Multiplex chain PVR Inox is seeking licences to serve alcohol at additional high-end properties in select cities such as Gurugram and Bengaluru, according to two individuals familiar with the matter.
The move is aimed at countering dwindling footfalls in theatres. While patrons are unlikely to be allowed to carry drinks into auditoriums, they will be able to enjoy alcoholic beverages in the lounge areas before or after watching a film at luxury formats such as Director's Cut.
The initiative is expected to drive revenue by enhancing the overall movie-going experience, even if few films manage to draw large audiences. As per Livemint, PVR Inox declined to comment on the development.
Currently, the company serves liquor in the lounges, seating areas, and live music zones of premium properties such as Director's Cut in New Delhi and Maison Inox in Mumbai. These zones are adjacent to the cinema auditoriums but are not connected to them.
As per the Cinematograph Act, liquor is prohibited inside movie halls.
"The new move would be limited to high-end properties in metros. By keeping prices high, as is anyway the case with F&B in cinemas, the chain would be able to filter out lower socio-economic segments or unruly elements," one of the individuals told Livemint.
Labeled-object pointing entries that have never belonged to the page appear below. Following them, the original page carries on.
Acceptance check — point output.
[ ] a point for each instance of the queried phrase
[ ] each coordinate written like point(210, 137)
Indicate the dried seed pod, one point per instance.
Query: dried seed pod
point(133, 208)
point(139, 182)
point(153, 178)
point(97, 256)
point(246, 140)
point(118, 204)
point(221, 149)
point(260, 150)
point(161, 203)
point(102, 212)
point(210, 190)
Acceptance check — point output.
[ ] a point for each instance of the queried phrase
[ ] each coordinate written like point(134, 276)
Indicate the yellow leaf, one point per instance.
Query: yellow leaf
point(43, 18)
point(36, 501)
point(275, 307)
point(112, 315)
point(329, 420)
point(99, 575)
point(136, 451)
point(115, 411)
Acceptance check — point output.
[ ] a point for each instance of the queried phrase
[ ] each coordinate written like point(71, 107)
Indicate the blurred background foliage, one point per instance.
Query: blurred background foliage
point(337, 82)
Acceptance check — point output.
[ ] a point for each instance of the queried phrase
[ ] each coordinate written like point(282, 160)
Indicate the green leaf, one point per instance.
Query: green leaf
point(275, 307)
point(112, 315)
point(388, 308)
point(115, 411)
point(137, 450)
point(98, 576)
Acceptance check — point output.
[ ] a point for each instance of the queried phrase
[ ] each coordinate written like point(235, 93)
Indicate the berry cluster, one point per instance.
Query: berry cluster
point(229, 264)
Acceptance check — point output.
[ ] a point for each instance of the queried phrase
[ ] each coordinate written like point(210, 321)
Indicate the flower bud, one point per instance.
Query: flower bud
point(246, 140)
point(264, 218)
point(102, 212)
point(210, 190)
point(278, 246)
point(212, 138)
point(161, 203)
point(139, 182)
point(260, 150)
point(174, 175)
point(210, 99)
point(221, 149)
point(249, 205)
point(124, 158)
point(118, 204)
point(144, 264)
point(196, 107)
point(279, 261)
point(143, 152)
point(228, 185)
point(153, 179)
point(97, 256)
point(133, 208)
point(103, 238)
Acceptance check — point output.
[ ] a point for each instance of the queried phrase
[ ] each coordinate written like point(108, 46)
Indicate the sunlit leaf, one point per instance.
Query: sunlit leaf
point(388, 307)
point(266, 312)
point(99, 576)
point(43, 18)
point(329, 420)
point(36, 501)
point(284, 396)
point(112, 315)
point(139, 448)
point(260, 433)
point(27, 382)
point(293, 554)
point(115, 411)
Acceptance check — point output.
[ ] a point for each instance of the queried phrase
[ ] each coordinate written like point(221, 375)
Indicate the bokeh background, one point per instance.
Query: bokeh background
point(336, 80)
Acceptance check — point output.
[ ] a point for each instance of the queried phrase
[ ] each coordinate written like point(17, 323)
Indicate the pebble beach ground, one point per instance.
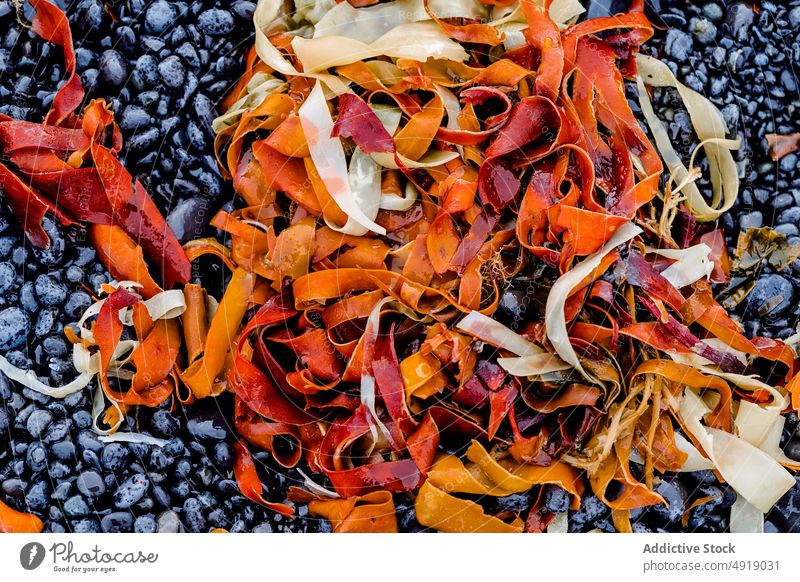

The second person added that PVR Inox hopes to attract a new set of customers - those who may otherwise have to choose between watching a film or going out for a drink. With the rise of high-quality content available for home viewing, industry experts foresee cinemas evolving into up-market, premium spaces that blend top-notch food, drinks, lounge experiences, and superior audio-visual technology. In such a scenario, the movie itself may no longer be the central attraction.
To create a noticeable contrast between home and theatrical experiences, PVR Inox is making significant investments in luxury cinemas and gourmet food offerings. The company has said that luxury formats will eventually make up 20% of its overall screen inventory.
"The endeavour is to expand this as it provides an attractive opportunity to increase SPH (spend per head)," said Abneesh Roy, executive director (research) at Nuvama Institutional Equities. "PVR has been trying to augment revenue streams in the past few years. Alcohol is a state subject, therefore the requirements for getting a liquor licence is different for different states." He added that other considerations include the financial implications of obtaining and renewing licences, which can be prohibitively expensive in certain regions.
The move comes at a time when box office performance remains underwhelming. Collections from Hindi films, including dubbed versions of South Indian movies, fell to Rs 4,679 crore in 2024 from Rs 5,380 crore the previous year, according to the Ormax Box Office Report 2024. Footfalls dropped to 883 million, lower than the past two years and still short of pre-pandemic figures.
Despite these challenges, PVR Inox's profit rose 3.9% year-on-year to Rs 68.1 crore in the third quarter of FY25, as per the company's investor presentation dated February 6. Revenue from food and beverages climbed to Rs 520.9 crore - about 30% of the total revenue of Rs 1,738 crore for the quarter. Ticket sales increased by 5.8% to Rs 879.1 crore.